WASHINGTON-Weaknesses in Customs and Border Protection programs designed to prevent weapons of mass destruction from entering U.S. seaports are “unacceptable” and could have major implications for national security, Senator Joe Lieberman, D-Conn., Ranking Member of the Senate Homeland Security and Governmental Affairs Committee, said Thursday.

Reports by the Government Accountability Office found serious gaps in container security procedures in the Customs-Trade Partnership Against Terrorism (C-TPAT) and the Container Security Initiative (CSI) programs, and the HSGAC Permanent Subcommittee on Investigations heard testimony Thursday from U.S. Customs and Border Protection Commissioner Robert Bonner on the challenges of both programs and their impact on homeland security.

Shortly after 9/11, when he was Chairman of the then Governmental Affairs Committee, Lieberman called a hearing on the topic of port security and advocated that the federal government, in partnership with state and local governments and the private sector, devote adequate resources to protecting the nation’s ports against the threat of terrorism.

“Three and a half years later, our vulnerability appears to be only slightly lessened, and the two primary programs designed to protect our shipping lanes are understaffed, poorly managed and operating with minimum effect,” Lieberman said. “The Container Security Initiative and the Customs-Trade Partnership Against Terrorism are well-intentioned programs that, if run properly, would make us safer. But these GAO reports are genuinely disturbing, and the success rate of these programs in inspecting containers is unacceptably low.”

Among the findings of the reports:

Companies are not required to prove voluntary claims that their goods and containers meet security standards, and such claims are often not verified.
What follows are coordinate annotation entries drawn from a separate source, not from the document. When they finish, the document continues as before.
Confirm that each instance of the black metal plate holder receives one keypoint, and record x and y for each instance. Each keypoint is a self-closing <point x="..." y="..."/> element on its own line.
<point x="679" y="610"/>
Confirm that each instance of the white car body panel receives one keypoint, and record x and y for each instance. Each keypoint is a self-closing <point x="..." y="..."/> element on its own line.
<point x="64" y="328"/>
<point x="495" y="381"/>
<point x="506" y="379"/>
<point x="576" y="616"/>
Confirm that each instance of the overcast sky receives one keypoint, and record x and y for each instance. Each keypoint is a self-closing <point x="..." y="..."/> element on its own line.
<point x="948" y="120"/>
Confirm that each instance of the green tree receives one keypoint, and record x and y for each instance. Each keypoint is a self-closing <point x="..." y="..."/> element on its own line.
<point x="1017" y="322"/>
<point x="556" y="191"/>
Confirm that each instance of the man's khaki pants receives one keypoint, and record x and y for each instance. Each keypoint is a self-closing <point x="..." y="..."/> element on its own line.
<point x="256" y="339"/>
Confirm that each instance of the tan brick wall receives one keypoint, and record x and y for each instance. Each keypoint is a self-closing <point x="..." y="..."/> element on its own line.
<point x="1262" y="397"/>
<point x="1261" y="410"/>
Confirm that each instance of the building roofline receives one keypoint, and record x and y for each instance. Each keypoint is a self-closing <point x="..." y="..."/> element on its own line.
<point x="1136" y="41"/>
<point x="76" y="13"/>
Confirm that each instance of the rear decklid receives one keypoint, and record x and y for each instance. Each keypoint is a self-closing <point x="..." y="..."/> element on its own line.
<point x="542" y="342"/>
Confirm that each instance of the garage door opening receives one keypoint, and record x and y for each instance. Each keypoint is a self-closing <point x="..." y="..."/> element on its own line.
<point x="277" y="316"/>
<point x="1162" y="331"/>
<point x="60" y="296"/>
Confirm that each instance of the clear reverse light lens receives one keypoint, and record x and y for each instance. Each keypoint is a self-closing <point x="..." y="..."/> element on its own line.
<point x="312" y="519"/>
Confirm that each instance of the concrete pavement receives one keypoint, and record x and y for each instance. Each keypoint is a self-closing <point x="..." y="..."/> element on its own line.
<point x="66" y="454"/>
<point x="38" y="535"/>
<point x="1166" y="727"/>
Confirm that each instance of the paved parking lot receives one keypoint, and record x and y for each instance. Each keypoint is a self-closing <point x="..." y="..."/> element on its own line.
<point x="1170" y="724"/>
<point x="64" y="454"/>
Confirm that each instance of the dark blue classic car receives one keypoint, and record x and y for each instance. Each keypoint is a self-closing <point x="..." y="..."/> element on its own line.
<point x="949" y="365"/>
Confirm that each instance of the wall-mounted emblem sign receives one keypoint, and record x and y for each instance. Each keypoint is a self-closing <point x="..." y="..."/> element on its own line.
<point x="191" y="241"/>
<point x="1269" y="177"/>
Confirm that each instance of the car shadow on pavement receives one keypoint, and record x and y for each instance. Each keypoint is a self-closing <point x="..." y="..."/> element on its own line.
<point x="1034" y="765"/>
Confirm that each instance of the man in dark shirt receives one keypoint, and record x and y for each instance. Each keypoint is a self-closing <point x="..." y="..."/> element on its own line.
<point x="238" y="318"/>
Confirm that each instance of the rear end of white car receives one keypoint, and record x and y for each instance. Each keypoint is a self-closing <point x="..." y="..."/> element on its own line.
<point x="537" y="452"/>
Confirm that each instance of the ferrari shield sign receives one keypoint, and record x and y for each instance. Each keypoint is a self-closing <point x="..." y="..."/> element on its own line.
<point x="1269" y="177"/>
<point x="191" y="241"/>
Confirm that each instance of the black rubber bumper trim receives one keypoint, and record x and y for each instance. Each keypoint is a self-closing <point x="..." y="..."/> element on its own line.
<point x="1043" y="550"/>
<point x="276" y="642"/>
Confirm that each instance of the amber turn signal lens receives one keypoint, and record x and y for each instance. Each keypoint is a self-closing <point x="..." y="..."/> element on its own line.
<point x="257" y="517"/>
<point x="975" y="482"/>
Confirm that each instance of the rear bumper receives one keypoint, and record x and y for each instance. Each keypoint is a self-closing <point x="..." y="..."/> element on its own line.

According to documents provided to the committees, only seven percent of importers certified as C-TPAT members have been verified as secure by Customs.

The CSI program, which identifies suspicious containers while they are overseas and requires inspectors to unload the container or run them through radiation detectors, was found to inspect only 17.5 percent of containers deemed high-risk because foreign ports were either unwilling to perform the inspections or did not have enough staff.

Of the importers participating in the C-TPAT program, 94 percent can avoid inspections after submitting minimal paperwork, and containers are rubber stamped before the agency has determined whether the inspection equipment is effective.

The GAO reports were requested by Lieberman, HSGAC Chairman Susan Collins, PSI Chairman Norm Coleman and Ranking Member Carl Levin, and Congressman John Dingell, Ranking Member of the House Energy and Commerce Committee.